Par exemple, la Fed de New York estime que les bons du Trésor américain à long terme rapportent toujours moins que le refinancement de la dette à court terme - un héritage de l'achat d'obligations d'État par les banques centrales.

Toutefois, comme les banques centrales se débarrassent maintenant de cette dette et que les besoins de financement des gouvernements augmentent, cette situation devrait s'inverser, selon les investisseurs. La récente hausse des rendements des obligations à long terme en réaction à l'augmentation des besoins d'emprunt des États-Unis en est un bon exemple.

"À mesure que l'offre de bons du Trésor à long terme augmente, les investisseurs peuvent exiger des primes de terme plus élevées pour compenser le risque supplémentaire lié à la détention d'obligations à plus longue échéance", a déclaré M. Fichan.

M. Kraemer, l'ancien responsable de S&P, a déclaré qu'il était "déraisonnable" que les emprunts d'État à court et à long terme soient notés de la même manière.

SURVEILLANCE DE LA POLITIQUE

L'attention accrue portée aux risques à long terme devrait conduire à un examen minutieux des politiques gouvernementales.

La politique "va avoir plus d'importance, en particulier du point de vue fiscal, pour savoir comment les gouvernements réagissent aux diverses promesses faites à l'électorat et ce qu'ils essaient de réaliser", a déclaré Kshitij Sinha, gestionnaire de fonds chez Canada Life Asset Management.

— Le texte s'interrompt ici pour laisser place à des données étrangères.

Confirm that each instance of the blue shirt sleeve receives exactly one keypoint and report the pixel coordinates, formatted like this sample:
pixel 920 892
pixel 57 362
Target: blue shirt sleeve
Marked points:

Il sera crucial que les gouvernements parviennent à réduire les niveaux d'endettement relatifs en stimulant la croissance économique, et à cet égard, le changement climatique constitue à la fois un défi et une opportunité.

"La transition verte nécessitera un certain nombre d'investissements... qui augmenteront encore les niveaux d'endettement globaux, mais vous en tirerez profit par la suite", a déclaré Martin Lenz, gestionnaire de portefeuille principal chez Union Investment, qui gère 424 milliards d'euros.

Toutefois, l'augmentation de la dette étant une réalité économique, il ne reste plus beaucoup de gouvernements qui bénéficient de la note AAA tant convoitée.

"Peut-il y avoir un monde sans souverains AAA ? Oui, je pense que c'est possible. Nous avons vu ce phénomène se produire dans le secteur des entreprises, par exemple", a déclaré M. Kraemer, de LBBW, ajoutant que sur les dizaines d'entreprises américaines notées AAA dans les années 1980, il n'en restait plus que deux.